Nearly a month after Boris Johnson resigned as Conservative party leader, members can finally vote for his successor. Ballot papers are dropping onto doormats of the party’s 160,000 members, representing a tiny 0.35 per cent of the electorate.

Members are encouraged to vote online, partially to prevent paper ballots being spoiled with scrawls of Boris Johnson’s name (yes, a quarter of members want him on the ballot). Some members may receive a duplicate vote, allowing them to change their minds during the campaign.

The contest appears over. A YouGov poll last month gave a 24-point lead to Liz Truss, who has secured the endorsements of Tom TugendhatBrandon Lewis, Defence Secretary Ben Wallace and Chancellor Nadhim Zahawi . The endorsees are perhaps recognising the winds of change are in Truss’ direction.

Truss’ most striking endorsement came yesterday in Exeter, where she was introduced by one-time rival,  Penny Mordaunt. Truss’ former leadership rival endorsed her as the “hope candidate”, citing her “graft, her authenticity, her determination, her ambition for this country, her consistency and sense of duty”. It’s a far cry from accusations of briefing wars which were flying about only a few weeks ago. The prospect of a high-ranking Cabinet role may have been too good to resist.

Any future endorsements could prove pivotal. Michael Gove, a veteran of leadership elections, has kept his powder dry.

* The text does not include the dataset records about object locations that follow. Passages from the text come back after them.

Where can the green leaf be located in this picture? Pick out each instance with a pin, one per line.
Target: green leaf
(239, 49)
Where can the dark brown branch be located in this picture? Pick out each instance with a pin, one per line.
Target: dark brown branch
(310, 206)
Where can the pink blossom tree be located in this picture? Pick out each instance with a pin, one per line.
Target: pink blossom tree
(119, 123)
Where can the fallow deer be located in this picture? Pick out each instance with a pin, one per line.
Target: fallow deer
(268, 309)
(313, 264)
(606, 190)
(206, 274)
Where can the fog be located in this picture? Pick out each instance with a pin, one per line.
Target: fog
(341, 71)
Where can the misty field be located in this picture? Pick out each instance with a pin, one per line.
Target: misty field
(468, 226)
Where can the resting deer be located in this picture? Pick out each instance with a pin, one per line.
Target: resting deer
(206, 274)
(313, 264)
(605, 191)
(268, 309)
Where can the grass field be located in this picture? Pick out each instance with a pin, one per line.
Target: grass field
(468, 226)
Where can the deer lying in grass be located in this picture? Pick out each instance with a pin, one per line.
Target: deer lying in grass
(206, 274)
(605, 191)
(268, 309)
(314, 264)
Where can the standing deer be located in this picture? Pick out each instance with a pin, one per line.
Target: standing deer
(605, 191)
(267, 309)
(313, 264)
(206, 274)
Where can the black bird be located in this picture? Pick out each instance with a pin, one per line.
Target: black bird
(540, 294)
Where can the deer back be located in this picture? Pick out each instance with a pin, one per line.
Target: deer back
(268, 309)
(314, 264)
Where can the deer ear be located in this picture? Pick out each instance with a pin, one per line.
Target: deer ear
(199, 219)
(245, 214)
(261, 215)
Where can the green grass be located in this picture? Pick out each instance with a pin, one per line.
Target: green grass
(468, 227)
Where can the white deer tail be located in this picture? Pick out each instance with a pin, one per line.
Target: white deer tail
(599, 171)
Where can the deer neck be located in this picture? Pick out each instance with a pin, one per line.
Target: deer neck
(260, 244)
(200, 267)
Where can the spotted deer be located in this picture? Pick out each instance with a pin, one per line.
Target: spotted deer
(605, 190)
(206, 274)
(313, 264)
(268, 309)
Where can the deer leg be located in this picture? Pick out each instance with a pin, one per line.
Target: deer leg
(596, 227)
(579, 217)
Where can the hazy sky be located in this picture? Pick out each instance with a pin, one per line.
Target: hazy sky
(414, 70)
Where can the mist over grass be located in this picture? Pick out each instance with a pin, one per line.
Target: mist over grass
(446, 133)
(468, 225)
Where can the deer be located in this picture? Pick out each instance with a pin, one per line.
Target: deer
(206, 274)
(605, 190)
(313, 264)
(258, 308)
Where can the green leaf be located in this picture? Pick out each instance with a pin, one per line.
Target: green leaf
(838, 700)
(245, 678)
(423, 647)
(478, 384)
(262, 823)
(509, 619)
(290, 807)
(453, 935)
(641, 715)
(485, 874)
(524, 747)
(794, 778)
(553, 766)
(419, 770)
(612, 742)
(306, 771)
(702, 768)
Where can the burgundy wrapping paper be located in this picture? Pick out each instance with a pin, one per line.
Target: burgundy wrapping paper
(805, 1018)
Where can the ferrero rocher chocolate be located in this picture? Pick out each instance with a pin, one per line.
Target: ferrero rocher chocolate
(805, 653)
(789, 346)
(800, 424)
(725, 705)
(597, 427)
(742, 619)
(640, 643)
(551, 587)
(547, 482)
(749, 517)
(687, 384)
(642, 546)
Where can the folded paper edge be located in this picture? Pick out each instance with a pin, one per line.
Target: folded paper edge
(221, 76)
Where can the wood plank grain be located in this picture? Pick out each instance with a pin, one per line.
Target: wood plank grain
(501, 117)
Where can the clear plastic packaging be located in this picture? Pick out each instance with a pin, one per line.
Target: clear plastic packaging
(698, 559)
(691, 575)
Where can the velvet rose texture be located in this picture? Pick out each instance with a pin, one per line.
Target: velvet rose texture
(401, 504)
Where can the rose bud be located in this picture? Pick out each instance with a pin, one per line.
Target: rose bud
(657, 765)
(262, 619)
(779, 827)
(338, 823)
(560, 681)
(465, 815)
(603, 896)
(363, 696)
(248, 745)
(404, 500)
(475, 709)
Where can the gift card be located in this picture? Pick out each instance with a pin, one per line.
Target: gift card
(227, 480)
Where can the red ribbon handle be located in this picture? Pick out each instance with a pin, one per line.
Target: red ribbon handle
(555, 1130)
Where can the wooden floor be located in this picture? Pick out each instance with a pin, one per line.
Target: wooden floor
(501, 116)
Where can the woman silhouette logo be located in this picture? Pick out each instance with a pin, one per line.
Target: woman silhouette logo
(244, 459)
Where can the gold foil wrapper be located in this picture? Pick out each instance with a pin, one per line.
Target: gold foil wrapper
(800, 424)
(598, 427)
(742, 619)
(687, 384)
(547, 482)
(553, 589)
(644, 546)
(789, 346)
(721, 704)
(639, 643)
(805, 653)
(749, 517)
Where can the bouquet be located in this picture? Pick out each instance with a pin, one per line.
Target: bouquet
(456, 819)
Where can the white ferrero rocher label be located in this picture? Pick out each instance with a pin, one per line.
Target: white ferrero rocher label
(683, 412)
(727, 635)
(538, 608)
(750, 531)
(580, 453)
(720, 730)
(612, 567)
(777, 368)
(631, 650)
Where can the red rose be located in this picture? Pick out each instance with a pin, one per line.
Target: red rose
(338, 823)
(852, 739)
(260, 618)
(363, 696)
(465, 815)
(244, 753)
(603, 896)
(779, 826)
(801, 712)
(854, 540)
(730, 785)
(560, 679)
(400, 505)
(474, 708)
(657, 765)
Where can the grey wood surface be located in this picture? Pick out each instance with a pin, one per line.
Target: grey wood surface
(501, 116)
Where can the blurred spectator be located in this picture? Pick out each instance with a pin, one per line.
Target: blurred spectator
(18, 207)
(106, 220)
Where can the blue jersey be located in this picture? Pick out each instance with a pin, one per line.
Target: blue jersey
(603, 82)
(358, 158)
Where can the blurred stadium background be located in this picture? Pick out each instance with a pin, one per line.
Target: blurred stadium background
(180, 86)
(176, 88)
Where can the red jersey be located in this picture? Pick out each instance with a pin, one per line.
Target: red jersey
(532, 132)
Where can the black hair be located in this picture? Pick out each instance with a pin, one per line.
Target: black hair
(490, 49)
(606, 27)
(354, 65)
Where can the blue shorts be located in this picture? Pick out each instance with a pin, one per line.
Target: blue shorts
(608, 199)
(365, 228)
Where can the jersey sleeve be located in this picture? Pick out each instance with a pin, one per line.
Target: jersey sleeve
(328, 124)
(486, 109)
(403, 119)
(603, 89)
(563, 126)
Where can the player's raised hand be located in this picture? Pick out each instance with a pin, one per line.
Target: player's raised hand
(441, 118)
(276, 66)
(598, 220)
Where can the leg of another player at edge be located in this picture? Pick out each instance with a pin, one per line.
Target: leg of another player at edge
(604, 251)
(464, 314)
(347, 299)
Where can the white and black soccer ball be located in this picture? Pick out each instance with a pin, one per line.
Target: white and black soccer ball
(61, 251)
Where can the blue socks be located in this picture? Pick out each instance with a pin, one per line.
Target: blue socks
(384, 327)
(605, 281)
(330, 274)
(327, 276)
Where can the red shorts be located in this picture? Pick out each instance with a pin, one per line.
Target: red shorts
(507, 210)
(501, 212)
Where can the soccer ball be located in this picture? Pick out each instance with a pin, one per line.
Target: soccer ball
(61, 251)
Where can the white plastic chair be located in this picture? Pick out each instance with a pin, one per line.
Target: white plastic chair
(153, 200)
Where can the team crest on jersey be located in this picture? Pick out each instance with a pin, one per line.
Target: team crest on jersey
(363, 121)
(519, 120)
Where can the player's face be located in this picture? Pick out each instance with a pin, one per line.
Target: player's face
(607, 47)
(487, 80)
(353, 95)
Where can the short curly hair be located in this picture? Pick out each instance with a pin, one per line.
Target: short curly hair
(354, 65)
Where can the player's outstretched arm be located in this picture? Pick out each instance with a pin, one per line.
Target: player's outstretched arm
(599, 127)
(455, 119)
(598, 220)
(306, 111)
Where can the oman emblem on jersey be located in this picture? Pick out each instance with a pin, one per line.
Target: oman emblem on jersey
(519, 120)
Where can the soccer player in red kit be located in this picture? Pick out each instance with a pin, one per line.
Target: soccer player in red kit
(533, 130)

His preferred candidate, Kemi Badenoch, has not come out for anyone, telling her supporters to “follow your heart”.

The battle between heads and hearts lasts another month. The result may appear game, set and match to Truss.

But polling guru Sir John Curtice argues that the race could be much closer than it looks. Truss is far from invincible. This lunchtime she performed a screeching U-turn, scrapping a plan to link public sector pay to local living costs. The tide could yet turn. It’s all to play for.